A hubands job is to CONSTANTLY try to make his wife feel beautiful. How do you know what makes her fee beautiful? ASK HER!
AND…a father should ALWAYS make it a regular practice to tell his daughter how beautiful she is. Dude, if you don’t…some young punk will come along who will…and NOT for the right reasons. I tell Charisse she’s beautiful so much that when the first little dude drops that line on her she’s going to look at him and say, “I know that…tell me something new!!!”
BTW…husbands…my wife helped me to understand this…your wife doesn’t want to feel “cute” or “pretty” or “ok,” she wants to you YOU THINK SHE IS BEAUTIFUL!
#2 - Am I Valuable?
I Peter 3:7 tells us as men that we are to treat our wives as a valuable, priceless treasure.
- A man who sees his wife as valuable will always be mindful of the way he speaks to her and about her to others.
- A man who sees his wife as valuable isn’t as obsessed with what he can get from her…but rather is obsessed with how he can serve her.
- A man who sees his wife as valuable will spend more time with her on the couch than he does on the golf course!

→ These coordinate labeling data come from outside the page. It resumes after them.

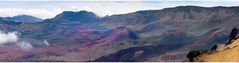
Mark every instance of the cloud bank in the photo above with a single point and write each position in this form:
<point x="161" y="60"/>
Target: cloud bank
<point x="8" y="37"/>
<point x="49" y="9"/>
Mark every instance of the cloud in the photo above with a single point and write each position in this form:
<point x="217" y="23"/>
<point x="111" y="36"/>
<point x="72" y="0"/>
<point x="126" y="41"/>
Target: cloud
<point x="49" y="9"/>
<point x="37" y="12"/>
<point x="8" y="37"/>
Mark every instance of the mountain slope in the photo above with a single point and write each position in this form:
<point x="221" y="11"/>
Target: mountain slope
<point x="24" y="18"/>
<point x="219" y="53"/>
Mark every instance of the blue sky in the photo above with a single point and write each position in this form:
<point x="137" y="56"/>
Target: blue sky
<point x="48" y="9"/>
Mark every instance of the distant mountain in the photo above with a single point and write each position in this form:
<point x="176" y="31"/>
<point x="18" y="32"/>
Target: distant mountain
<point x="149" y="35"/>
<point x="227" y="52"/>
<point x="79" y="17"/>
<point x="24" y="18"/>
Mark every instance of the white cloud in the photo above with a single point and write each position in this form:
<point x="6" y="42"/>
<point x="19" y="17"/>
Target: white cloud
<point x="101" y="8"/>
<point x="8" y="37"/>
<point x="37" y="12"/>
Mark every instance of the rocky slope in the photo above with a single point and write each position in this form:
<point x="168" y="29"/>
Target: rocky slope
<point x="149" y="35"/>
<point x="219" y="53"/>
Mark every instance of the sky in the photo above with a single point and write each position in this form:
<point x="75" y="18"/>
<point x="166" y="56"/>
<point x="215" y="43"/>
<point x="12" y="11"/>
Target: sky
<point x="50" y="8"/>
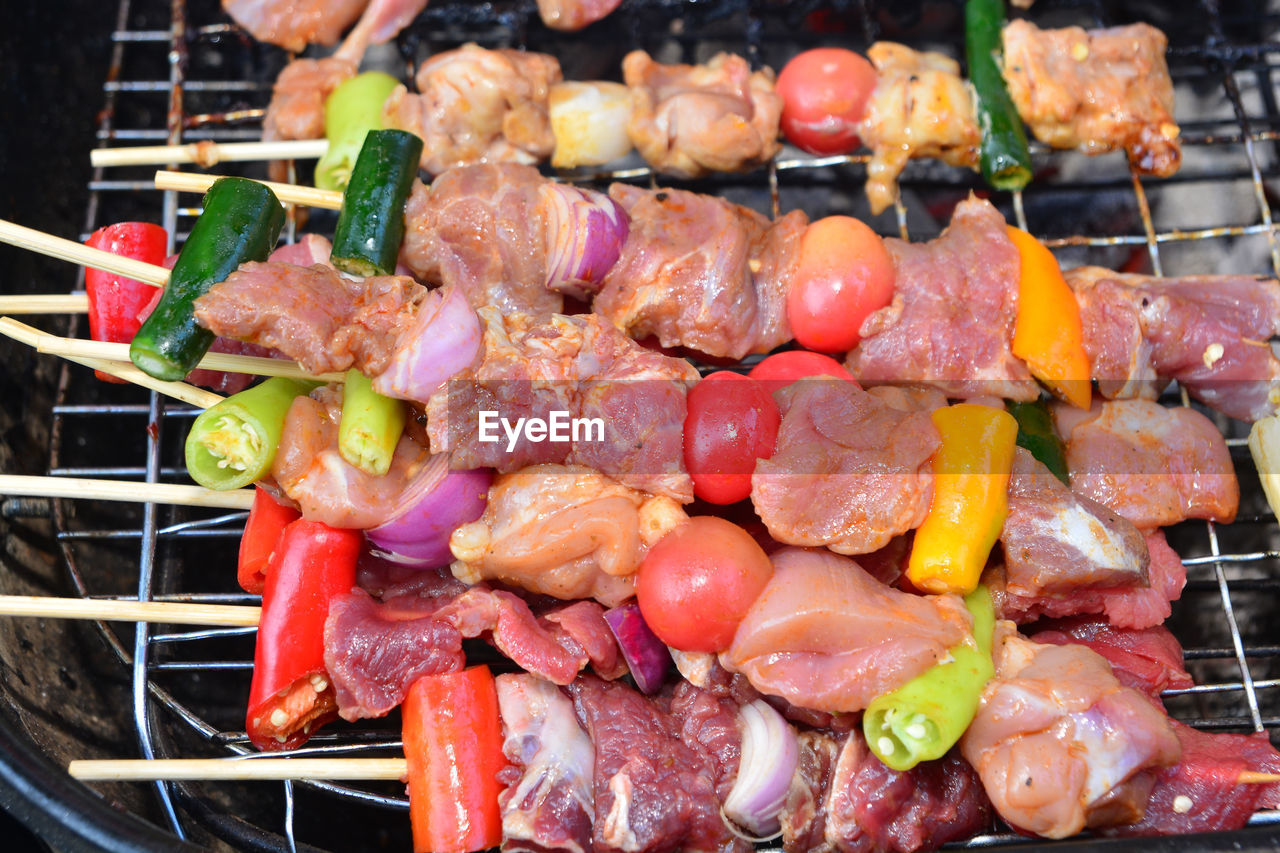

- A man who sees his wife as valuable ISN’T interested in telling her how beautiful she is ONLY when he perceives that he might be able to “get something” from her!
- A man who sees his wife as valuable would NEVER HIT or YELL at her…EVER.
- A man who sees his wife as valuable would see her as a necessary part of his life…not an inconvenience!
#3 - Am I Worth the Pursuit?
Many men do an awesome job of pursing a woman…UNTIL the wedding ceremony…and then it’s over!
And this is where romance begins to fade because, well, the woman just doesn’t feel like she’s being pursued anymore…that her prince is fighting for her heart and DEEPLY and PASSIONATELY cares about her.
Husbands should make it a regular practice of pursuing their wives…“romance” should not be a word only used on Valentines Day…or when you are “in the mood!”
She wants to know you love HER! AND…the best way to do that is to be willing to fight for her heart.
This may be painful for some. You may have neglected her for a long time…and there is much hurt and bitterness there.
BUT…if she knows you are willing to fight for her heart then she will more than likely allow you to pursue her again…and it IS your job to do this dude!
She needs to know that you would be willing to do ANYTHING to win her heart back…ANYTHING!
Our job/responsibility/honor as men is to make our wife feel beautiful, treat her like she is valuable and to fight like crazy for her heart. A woman who is well loved like this by her husband will be a blessing to her husband…ALWAYS!